Vatican diplomat: Catholic institutions under 'extreme duress' in Sudan (Holy See Mission)

Addressing a UN Human Rights Council meeting on the massacre in El Fasher, Sudan, a Vatican diplomat said that “Catholic-run clinics, schools and community centers in conflict zones have either been forced to close or are operating under extreme duress.”

“Their staff, many of whom are volunteers, face daily threats, and many have been displaced,” said Archbishop Ettore Balestrero, apostolic nuncio and Permanent Observer to the United Nations and other international organizations in Geneva, Switzerland. “In order to bring an end to the current levels of violence, Sudan requires both sustained humanitarian aid and immediate diplomatic efforts.”

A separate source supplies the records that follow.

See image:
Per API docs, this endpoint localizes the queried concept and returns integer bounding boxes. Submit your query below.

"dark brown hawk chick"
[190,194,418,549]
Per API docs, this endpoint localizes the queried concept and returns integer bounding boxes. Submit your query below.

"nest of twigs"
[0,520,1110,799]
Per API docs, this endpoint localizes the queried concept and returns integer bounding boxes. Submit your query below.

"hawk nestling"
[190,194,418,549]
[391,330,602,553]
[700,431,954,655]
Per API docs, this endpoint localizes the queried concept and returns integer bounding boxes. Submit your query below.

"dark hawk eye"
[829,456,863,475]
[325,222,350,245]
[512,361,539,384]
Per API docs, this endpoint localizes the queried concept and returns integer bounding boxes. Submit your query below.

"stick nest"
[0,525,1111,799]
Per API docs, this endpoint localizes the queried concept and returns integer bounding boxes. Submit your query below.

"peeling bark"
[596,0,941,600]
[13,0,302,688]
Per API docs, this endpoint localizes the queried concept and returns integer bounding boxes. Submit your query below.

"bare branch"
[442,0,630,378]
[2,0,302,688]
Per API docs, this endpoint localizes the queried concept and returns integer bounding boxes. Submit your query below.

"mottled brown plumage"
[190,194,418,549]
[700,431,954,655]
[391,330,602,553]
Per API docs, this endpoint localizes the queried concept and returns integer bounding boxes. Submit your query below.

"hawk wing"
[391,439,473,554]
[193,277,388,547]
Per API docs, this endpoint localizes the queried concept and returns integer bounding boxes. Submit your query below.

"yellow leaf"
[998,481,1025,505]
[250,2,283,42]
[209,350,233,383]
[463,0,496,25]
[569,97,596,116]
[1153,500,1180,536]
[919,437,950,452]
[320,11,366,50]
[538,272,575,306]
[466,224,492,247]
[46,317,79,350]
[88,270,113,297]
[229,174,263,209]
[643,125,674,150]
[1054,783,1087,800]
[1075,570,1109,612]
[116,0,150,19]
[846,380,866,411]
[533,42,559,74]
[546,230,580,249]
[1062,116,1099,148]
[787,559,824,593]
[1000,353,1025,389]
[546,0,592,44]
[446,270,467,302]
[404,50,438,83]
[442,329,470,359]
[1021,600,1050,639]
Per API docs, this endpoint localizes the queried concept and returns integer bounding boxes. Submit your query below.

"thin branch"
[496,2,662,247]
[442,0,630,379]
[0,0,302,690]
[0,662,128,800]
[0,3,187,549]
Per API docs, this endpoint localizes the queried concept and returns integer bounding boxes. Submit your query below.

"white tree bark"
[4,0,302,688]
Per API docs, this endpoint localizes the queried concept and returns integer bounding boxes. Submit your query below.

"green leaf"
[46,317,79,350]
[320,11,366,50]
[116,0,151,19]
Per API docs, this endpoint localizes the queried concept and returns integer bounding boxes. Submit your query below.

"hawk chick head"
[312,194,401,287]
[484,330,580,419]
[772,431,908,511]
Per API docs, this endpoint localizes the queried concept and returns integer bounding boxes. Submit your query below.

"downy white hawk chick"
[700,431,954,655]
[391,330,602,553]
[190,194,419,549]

The Rapid Support Forces, a belligerent in the Sudanese civil war, perpetrated the massacre.

Nuclear menace is 'morally indefensible,' Vatican foreign minister says (Vatican News (Italian))

Archbishop Paul Richard Gallagher, the Holy See’s Secretary for Relations with States and International Organizations, delivered a lecture on November 13 in Florence on “The Nuclear Menace: New Scenarios of Risk and the Commitment of Christians.”

“The idea of ​​building peace on the threat of total destruction or on the illusion that stability can derive from a mutual possibility of annihilation” is “morally indefensible and strategically unsustainable,” said Archbishop Gallagher.

“A balance based on terror and mutual demonstrations of force,” he said, “can in no way guarantee authentic peace; on the contrary, it contributes to increasing the risk and destructive scope of a potential conflict.”

The prelate also warned of “an accelerated arms race accompanied by renewed, sometimes frenetic, efforts to expand existing arsenals and their destructive capabilities.”